Dr.Kamini Silvarajan MD/AAAM

Editorial Board: Kamini Silvarajan MD/AAAM

Coronary Artery Disease

Coronary Artery Disease 

Coronary Artery Disease (CAD) is a condition in which plaques(a fatty deposit on an artery wall in atherosclerosis ) build up in the walls of the coronary arteries (the vessels that supply blood to the heart muscle). These deposits can gradually block the artery, or they can suddenly rupture, causing a more acute obstruction. 

Basically, the heart muscle requires a continuous supply of oxygen and nutrients to survive, obstruction of a coronary artery rapidly leads to significant problems.

CAD is caused by atherosclerosis(a disease of the arteries characterized by the deposition of plaques of fatty material on their inner walls),a chronic, progressive disorder of the arteries in which deposits of cholesterol, calcium, and abnormal cells (that is, plaques) build up on the inner lining of the arteries.

Atherosclerosis – the left artery shows a normal lumen (the central cavity of a tubular or other hollow structure in an organism or cell), the right artery illustrates what happens to the lumen when plaques form in the arterial wall.

These plaques can cause a gradual but progressive narrowing of the artery, and as a result, blood flow through the artery becomes more difficult. When the obstruction becomes large enough, the patient may experience angina*.

Angina* refers to the symptoms a patient experiences any time the heart muscle is not getting enough blood flow through the coronary arteries. Angina is usually felt as a discomfort (often a pressure-like pain) in or around the chest, shoulders, neck or arms.
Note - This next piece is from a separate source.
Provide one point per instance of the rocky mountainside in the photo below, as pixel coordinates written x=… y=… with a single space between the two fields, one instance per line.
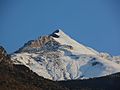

Stable Angina* is angina that occurs, with exertion or after a big meal. Stable angina generally means that a plaque has become large enough to produce a partial obstruction of a coronary artery.

Normally,when a person with stable angina is at rest, the partially blocked artery is able to meet the needs of the heart muscle. But when that person exercises, (or has some other stress that makes the heart work harder), the obstruction prevents insufficient increase in blood flow to the heart muscle, and angina occurs. So stable angina usually means that there is a significant plaque in a coronary artery that is partially obstructing the flow of blood.

In addition to causing obstruction by a gradual increase in their size, plaques are also subject to sudden rupture(see diagram below), which can produce a very sudden obstruction. The medical conditions caused by the rupture of a plaque are referred to as Acute Coronary Syndrome (ACS).

ACS is always a medical emergency.

Unstable angina or Rest Angina – is one type of ACS. Unstable angina happens when a plaque has partially ruptured(see diagram above), causing a sudden worsening of the blockage in the artery. In contrast to stable angina, symptoms in unstable angina occur unpredictably, (that is, they are not particularly related to exertion or stress), and notably, tend to happen at rest. 

Patients with unstable angina are at high risk of developing a total occlusion(the blockage or closing of a blood vessel or hollow organ) of the coronary artery, leading to a myocardial infarction(destruction of heart tissue resulting from obstruction of the blood supply to the heart muscle).

Myocardial infarction, or heart attack, is a more dire form of ACS. Here, the ruptured plaque causes a total (or near total) occlusion of the coronary artery, till the heart muscle supplied by that artery dies. A heart attack, therefore, is death of heart muscle. 

The seriousness of a myocardial infarction depend largely on how much heart muscle has died. A mild heart attack is one in which only a small portion of the heart muscle dies. A severe heart attack is one in which a large portion of heart muscle dies.

If a patient receives medical attention within a few hours of the onset of a heart attack, the size of the heart attack can be greatly reduced by administering clot-busting drugs, or by performing an immediate angioplasty (surgical repair or unblocking of a blood vessel, esp. a coronary artery) to open up the blocked artery.

Although survived a heart attack, the patient is still at risk. Subsequent heart attacks are possible if more plaques are present in the coronary arteries. Also, depending on the amount of heart muscle that has been damaged, the patient can develop heart failure. 

Furthermore, damaged heart muscle can cause a permanent instability in the heart’s electrical system, which can lead to sudden cardiac arrest. So after a heart attack, all of these risks need to be carefully evaluated, and steps need to be taken to reduce each of these risks to the greatest extent possible.

Best way to deal with coronary artery disease, of course, is to prevent it. All of us should do everything we can to reduce our CAD risk factors.

People who already have CAD, reducing these same risk factors becomes even more important, in order to slow the progression of the disease. In addition, several avenues are available for treating CAD, including drug therapy, surgical therapy, and angioplasty and stenting (a stent is an artificial ‘tube’ inserted into a natural passage/conduit in the body to prevent, or counteract, a disease-induced, localized flow constriction). 

The treatment of Coronary Artery Disease always needs to be individualized, and optimal therapy depends on careful consideration of all the options, by both the doctor and the patient to prevent an heart attack.